My question is very similar to this one and this one, but they haven't been answered.
Let $f \in C^2(\mathbb{R}^d, \mathbb{R})$ have compact sublevel sets and isolated critical points, and consider the gradient descent update $$ x_{k+1} = x_k-\alpha\nabla f(x_k) $$ for some fixed initial point $x_0$ and learning rate $\alpha$. If $f$ has $L$-Lipschitz gradient globally, it is known that $x_k$ converges to a critical point of $f$ for any $0 < \alpha < 2/L$. Now assume we drop the Lipschitz assumption. The set $U_0 = \{ f(x) \leq f(x_0) \}$ is compact and $\nabla f \in C^1$, so we can define $L = \sup_{x \in U} \lVert \nabla^2 f(x) \rVert < \infty$ (in $L^2$ norm).

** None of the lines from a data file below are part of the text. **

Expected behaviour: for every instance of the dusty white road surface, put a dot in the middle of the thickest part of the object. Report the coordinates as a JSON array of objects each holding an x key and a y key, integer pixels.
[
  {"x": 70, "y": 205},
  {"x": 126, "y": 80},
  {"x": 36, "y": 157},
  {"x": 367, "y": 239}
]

I would like to prove (or disprove) that $x_k \in U_0$ for all $k$ for all $0 < \alpha < 2/L$. This would imply that $x_k$ converges to a critical point since $f|_U$ is $L$-Lipschitz. The idea would be to prove $f(x_{k+1}) \leq f(x_k)$ and conclude by induction, by Taylor expanding \begin{align*} f(x_{k+1}) &= f(x_k-\alpha \nabla f(x_k)) \\ &= f(x_k) - \alpha \lVert \nabla f(x_k) \rVert^2 + \frac{\alpha^2}{2}\nabla f(x_k)^T\nabla^2 f(x_k-t\alpha\nabla f(x_k))f(x_k) \end{align*} for some $t \in (0, 1)$. Now if we assume $(x_k-t\alpha\nabla f(x_k)) \in U$, we can conclude $$f(x_{k+1}) \leq f(x_k) - \alpha \lVert \nabla f(x_k) \rVert^2\left(1-\frac{\alpha L}{2}\right) \leq f(x_k)$$ for $\alpha < 2/L$, but this is (almost) a circular assumption... Any ideas?